Real-time local TTS (31M params, 5.6x CPU, voice cloning, ONNX)
Hi guys and gals, I made a TTS model based on my highly upgraded VITS base, conditioned on external speaker embeddings (Resemble AI's Resemblyzer). The model, with ~31M parameters (ONNX), is tuned for latency and local inference, and comes already exported. I was trying to push the limits of what I could do with small, fast models. Runs 5.6x realtime on a server CPU It supports voice cloning, voice blending (mix two or more speakers to make a new voice), the license is Apache 2.0 and it uses DeepPhonemizer (MIT) for the phonemization, so no license issues. The repo contains the checkpoint, how to run it, and links to Colab and HuggingFace demos. Now, because it's tiny, audio quality isn't the best, and as it was trained on LibriTTS-R + VCTK (both fully open datasets), speaker similarity isn't as good. Regardless, I hope it's useful.
- AI Agent
- Content Creation
- Multilingual
✨ AI Summary
A lightweight, real-time text-to-speech model optimized for local CPU inference, offering voice cloning and blending capabilities. It prioritizes speed and low resource usage over the highest audio quality and speaker similarity.
Best For
Developers needing fast, local TTS for applications, Hobbyists experimenting with voice synthesis on limited hardware, Projects requiring permissive Apache 2.0 licensing
Why It Matters
It provides a fast, locally-runnable TTS solution with voice manipulation features, balancing capability with a small model size suitable for CPU deployment.
Key Features
- Real-time text-to-speech with 5.6x faster than real-time performance on server CPUs
- Voice cloning using external speaker embeddings from Resemblyzer
- Voice blending to mix multiple speakers and create new voices
- Local inference optimized for low latency with pre-exported ONNX model
Use Cases
- A developer building an offline accessibility tool for a Raspberry Pi needs a lightweight TTS engine that can run without GPU acceleration and generate speech from user-provided text in real-time.

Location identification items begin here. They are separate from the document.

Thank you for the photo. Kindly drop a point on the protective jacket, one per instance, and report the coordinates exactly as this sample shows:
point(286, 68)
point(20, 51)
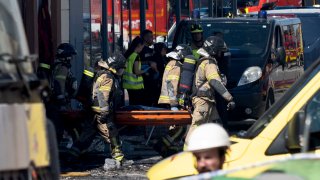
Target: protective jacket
point(194, 51)
point(131, 80)
point(105, 93)
point(207, 79)
point(170, 83)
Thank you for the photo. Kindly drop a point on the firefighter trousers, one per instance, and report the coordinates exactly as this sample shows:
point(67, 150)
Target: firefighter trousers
point(205, 111)
point(108, 132)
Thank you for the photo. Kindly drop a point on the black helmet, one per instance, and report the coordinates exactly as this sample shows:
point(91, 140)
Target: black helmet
point(65, 50)
point(214, 44)
point(196, 28)
point(117, 61)
point(183, 50)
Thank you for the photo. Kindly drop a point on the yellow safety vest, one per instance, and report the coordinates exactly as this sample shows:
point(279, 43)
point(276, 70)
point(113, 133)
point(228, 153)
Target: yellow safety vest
point(195, 54)
point(130, 80)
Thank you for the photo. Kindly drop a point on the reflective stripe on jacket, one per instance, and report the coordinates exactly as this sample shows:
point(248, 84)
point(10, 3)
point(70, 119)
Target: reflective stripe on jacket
point(130, 80)
point(170, 83)
point(206, 71)
point(103, 92)
point(195, 54)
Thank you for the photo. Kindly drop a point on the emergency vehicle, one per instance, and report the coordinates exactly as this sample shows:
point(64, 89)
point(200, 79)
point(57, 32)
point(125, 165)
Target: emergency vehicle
point(28, 148)
point(262, 65)
point(290, 126)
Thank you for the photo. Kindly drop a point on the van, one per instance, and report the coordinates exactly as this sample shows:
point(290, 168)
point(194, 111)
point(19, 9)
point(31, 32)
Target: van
point(276, 134)
point(28, 147)
point(310, 22)
point(266, 58)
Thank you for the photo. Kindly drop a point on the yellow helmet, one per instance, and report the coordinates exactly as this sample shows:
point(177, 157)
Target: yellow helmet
point(196, 28)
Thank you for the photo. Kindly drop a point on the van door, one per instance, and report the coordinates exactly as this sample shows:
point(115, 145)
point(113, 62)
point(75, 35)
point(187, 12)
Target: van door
point(277, 74)
point(294, 54)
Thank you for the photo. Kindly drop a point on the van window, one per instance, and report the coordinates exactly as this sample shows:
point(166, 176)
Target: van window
point(243, 39)
point(309, 24)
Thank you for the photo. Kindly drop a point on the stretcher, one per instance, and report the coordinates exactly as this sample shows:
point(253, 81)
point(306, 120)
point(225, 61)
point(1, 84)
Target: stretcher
point(153, 117)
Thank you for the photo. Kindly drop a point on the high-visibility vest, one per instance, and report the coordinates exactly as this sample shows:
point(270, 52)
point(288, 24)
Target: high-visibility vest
point(130, 80)
point(195, 54)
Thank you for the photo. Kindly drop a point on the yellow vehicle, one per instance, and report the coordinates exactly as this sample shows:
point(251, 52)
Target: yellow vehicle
point(275, 135)
point(27, 140)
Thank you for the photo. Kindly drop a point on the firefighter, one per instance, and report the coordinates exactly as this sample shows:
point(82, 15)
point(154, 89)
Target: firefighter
point(197, 38)
point(63, 86)
point(207, 81)
point(106, 96)
point(209, 144)
point(169, 144)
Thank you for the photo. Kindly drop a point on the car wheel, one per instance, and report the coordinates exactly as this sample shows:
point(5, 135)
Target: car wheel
point(54, 169)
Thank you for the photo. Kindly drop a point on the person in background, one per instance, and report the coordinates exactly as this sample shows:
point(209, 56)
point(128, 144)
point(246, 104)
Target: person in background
point(64, 87)
point(148, 63)
point(170, 143)
point(160, 51)
point(132, 79)
point(197, 38)
point(209, 144)
point(208, 81)
point(106, 97)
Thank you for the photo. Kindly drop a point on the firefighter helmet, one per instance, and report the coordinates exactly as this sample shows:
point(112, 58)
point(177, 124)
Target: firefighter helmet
point(183, 50)
point(213, 44)
point(65, 50)
point(196, 28)
point(207, 136)
point(180, 52)
point(117, 61)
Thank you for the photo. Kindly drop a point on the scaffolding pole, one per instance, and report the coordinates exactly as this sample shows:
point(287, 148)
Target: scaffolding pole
point(104, 30)
point(142, 15)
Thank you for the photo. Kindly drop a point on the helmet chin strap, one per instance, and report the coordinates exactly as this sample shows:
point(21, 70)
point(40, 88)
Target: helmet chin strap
point(112, 70)
point(203, 52)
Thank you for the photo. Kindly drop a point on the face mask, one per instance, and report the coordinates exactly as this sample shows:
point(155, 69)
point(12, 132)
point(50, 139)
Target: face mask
point(120, 72)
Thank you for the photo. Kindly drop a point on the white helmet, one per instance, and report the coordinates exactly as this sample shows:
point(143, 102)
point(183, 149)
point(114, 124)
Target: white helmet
point(173, 55)
point(208, 136)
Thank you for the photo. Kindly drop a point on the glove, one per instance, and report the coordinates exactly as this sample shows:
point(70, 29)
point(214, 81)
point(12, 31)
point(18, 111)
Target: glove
point(156, 75)
point(231, 105)
point(174, 109)
point(112, 129)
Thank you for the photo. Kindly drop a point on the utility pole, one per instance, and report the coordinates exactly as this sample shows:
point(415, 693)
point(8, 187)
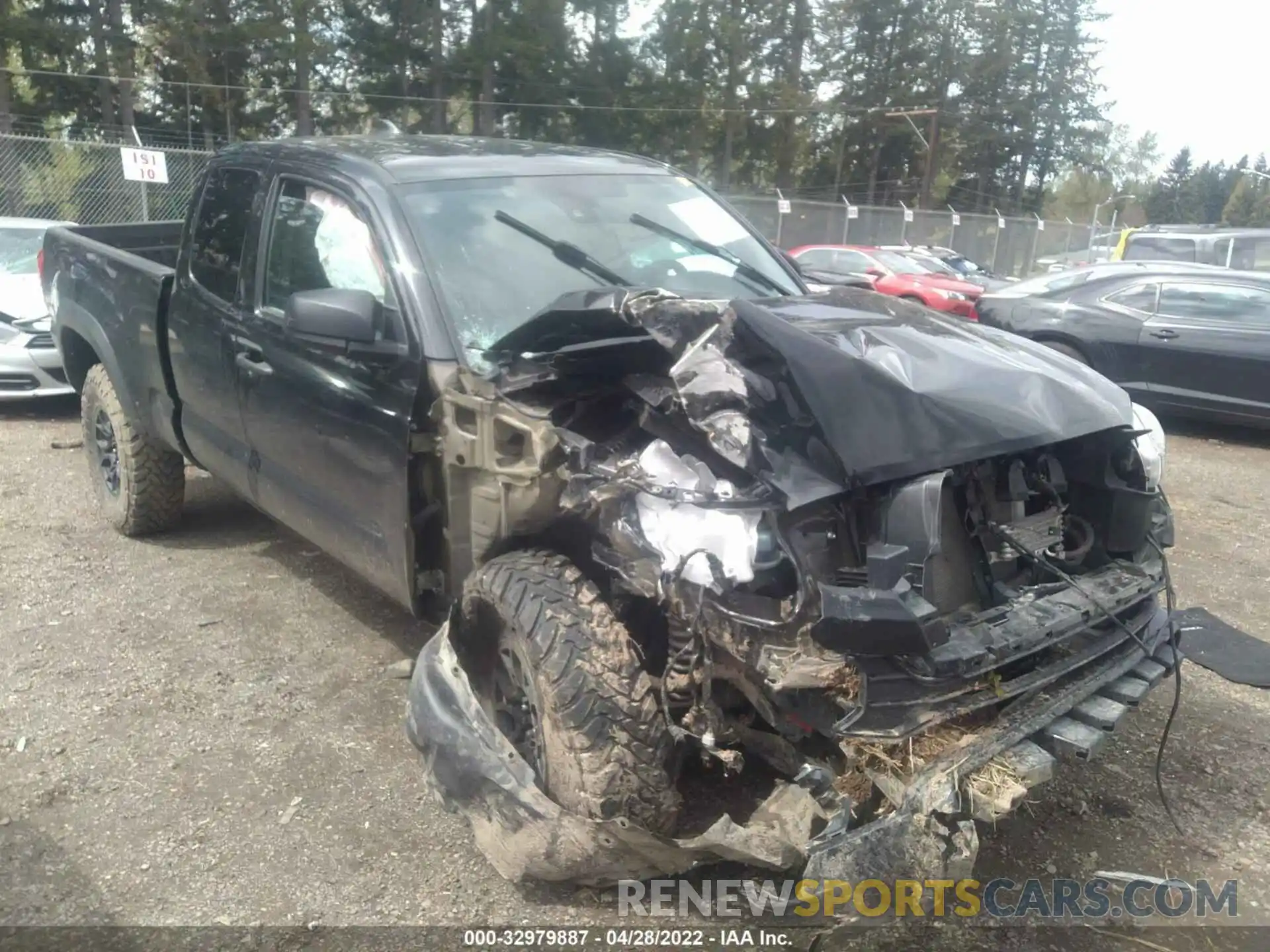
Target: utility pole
point(927, 143)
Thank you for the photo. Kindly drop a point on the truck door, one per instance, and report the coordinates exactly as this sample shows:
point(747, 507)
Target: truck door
point(207, 300)
point(1208, 348)
point(329, 424)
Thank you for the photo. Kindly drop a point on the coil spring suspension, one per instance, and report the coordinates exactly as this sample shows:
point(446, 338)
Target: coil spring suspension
point(681, 659)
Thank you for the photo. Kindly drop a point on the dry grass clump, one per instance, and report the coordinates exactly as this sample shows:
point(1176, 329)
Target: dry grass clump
point(994, 790)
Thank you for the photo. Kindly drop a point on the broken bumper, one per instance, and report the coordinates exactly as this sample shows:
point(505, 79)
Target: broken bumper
point(525, 834)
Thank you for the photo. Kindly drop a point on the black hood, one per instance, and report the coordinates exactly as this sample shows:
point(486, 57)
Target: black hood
point(864, 387)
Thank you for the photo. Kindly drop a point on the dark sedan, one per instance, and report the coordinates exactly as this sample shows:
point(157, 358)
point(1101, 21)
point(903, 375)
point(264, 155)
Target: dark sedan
point(1187, 339)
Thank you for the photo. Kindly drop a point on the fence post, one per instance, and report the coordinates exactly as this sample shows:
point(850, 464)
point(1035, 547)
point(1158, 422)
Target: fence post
point(996, 241)
point(1040, 227)
point(780, 216)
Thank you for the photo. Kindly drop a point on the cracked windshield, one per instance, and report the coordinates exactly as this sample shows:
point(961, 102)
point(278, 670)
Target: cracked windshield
point(618, 229)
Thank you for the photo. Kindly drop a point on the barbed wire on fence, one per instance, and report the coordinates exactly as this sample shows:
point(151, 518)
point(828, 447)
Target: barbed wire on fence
point(83, 180)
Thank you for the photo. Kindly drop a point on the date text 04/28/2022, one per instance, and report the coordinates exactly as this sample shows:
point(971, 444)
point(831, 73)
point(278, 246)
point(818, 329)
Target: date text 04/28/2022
point(624, 938)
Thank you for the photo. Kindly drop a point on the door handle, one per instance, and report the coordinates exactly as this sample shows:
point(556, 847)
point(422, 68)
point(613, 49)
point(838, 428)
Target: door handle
point(253, 362)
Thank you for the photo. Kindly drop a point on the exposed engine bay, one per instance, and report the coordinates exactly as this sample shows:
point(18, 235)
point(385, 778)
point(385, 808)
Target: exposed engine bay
point(851, 541)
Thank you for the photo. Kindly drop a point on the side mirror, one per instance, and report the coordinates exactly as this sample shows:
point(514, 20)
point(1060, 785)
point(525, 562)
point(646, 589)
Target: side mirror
point(337, 314)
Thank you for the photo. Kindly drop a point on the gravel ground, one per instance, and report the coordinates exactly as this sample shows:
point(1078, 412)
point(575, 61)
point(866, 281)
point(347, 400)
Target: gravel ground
point(198, 728)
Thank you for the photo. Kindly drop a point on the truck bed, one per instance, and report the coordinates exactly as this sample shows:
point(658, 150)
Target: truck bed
point(111, 286)
point(158, 241)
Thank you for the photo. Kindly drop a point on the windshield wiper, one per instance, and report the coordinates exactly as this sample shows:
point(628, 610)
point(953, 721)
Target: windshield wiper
point(710, 249)
point(566, 252)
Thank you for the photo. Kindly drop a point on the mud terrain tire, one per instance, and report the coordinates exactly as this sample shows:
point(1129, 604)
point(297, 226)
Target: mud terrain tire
point(605, 746)
point(139, 483)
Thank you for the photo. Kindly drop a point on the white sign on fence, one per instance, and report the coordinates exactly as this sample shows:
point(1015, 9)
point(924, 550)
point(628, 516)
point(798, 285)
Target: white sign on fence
point(144, 165)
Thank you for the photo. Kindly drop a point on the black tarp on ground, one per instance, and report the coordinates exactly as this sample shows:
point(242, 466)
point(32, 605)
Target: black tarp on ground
point(1223, 649)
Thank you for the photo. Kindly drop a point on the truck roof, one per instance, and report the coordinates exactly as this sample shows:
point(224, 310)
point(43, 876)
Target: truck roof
point(408, 158)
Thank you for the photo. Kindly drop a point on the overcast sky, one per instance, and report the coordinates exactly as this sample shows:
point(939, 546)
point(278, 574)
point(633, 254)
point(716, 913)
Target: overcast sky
point(1193, 71)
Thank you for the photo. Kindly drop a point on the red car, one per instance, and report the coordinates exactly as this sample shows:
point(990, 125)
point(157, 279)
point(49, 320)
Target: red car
point(893, 274)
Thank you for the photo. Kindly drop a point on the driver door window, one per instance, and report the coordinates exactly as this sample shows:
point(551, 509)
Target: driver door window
point(1224, 303)
point(319, 240)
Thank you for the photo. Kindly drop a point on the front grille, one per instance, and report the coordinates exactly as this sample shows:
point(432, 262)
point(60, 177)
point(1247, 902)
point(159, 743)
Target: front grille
point(18, 381)
point(44, 340)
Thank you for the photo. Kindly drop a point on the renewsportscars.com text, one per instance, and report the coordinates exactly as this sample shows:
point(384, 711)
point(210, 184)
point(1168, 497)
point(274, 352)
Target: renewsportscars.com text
point(1001, 899)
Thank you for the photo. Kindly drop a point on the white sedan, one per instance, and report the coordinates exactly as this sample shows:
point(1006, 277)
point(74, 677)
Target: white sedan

- An indie game creator wants to add dynamic voice narration to their low-resource PC game by cloning a friend's voice for character dialogue without relying on cloud APIs or expensive licensing.
- A researcher prototyping a personalized language learning app on a budget server needs to blend two accent samples to create a unique tutor voice for pronunciation exercises, ensuring all components are open-source.